The Karankawa, or Kronks as the white settlers called them, were not a popular tribe. The other tribes and the Spaniards feared them. They generally protected their territory fiercely and the added practise of eating the carcasses of their fallen enemies gave them an overall terrifying reputation.

They also, according to Austin, were clever and cunning in their dealings with outsiders. It was the war-like tendency of the Kronks combined with the cannibal rituals that made them especially feared by the white newcomers to the Texas territory. Before the battle with the Mexican government for their freedom, the settlers first declared war on the various tribes already entrenched in Texas. The Kronks were the first to be vanquished from the face of the countryside.

Oddly, this race of Indians were not the only people who did not find cannibalism distasteful. On a Ranger scouting trip after  three Indians had been dispatched with extreme prejudice; a member of the company named Dave Lawrence then proceeded to “step up and cut off the thigh of one of the slain Indians.” When Ranger Cicero Rufus Perry asked Lawrence what he intended to do with it, he replied, “Why, I am going to take it along to eat. If you don’t get some game before noon tomorrow we’ll need it.” (From Mike Cox’s The Texas Rangers)

It could be argued that Lawrence was just “buying” into the general feeling at the time that Native Americans were too hostile to be human and were viewed by many as more like animals, but, I don’t think so.

Being of Native American descent myself, I’m aware that the Indians encountered by the white settlers as they made their way across the country were considered savages by the mutual consent of the “civilised” men who did not understand their mostly nomadic and war-like way of life. When it came to the way the tribes fought and killed their enemy (often killing women and children indiscriminately) the white man could not and would not accept that this was acceptable.

Artist's rendition of The Trail of Tears. Painting by Max Stanley.
Artist’s rendition of The Trail of Tears.
Painting by Max Stanley.

War between the two factions was inevitable as was the Indian’s eventual defeat. Despite the country being enormous, the settlers numbers were too big to be turned back and having superior firepower and numbers, the tribes were continually being forced onto smaller and smaller bits of land.

As I have at least one direct relative that was found by the “trail of tears” (a baby abandoned, no doubt by the parents who most likely died on that forced march) by a Cavalry Patrol and was adopted by one Pvt Sallee (a French immigrant) I know that Native Americans all have long and fascinating stories of their life before and during the invasion of North America.

Having read a large amount of literature about my (distant) relatives, I was surprised to learn of a “cannibal” tribe.
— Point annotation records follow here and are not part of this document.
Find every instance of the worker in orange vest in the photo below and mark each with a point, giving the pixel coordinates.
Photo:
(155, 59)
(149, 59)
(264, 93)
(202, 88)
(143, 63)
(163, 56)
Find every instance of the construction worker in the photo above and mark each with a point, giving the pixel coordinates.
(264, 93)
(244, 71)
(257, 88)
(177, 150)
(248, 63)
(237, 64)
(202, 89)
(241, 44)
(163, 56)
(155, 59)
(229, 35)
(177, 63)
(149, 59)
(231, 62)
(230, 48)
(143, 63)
The tales from Texas Rangers and settlers who lived in the country at that time, give a wonderful look at the tribes that they encountered, fought and vanquished. Unfortunately, the tales are a bit one-sided as the victor often gets to dictate the “truth” of events.

In this case, the Karankawa or “Kronks” were not cannibals as such, as I stated above, they practised a cannibal ritual that has been around since, presumably, mankind first started walking the earth.

I’m reading three books on the Texas Rangers to get background for a book I am writing. I will periodically stop to write about the more interesting things I discover. Things like the cannibal Kronks.

Image of the Texas Ranger, the lariat, the pistol, cartridges and the cinco peso.
Image of the Texas Ranger, the lariat, the pistol, cartridges and the cinco peso.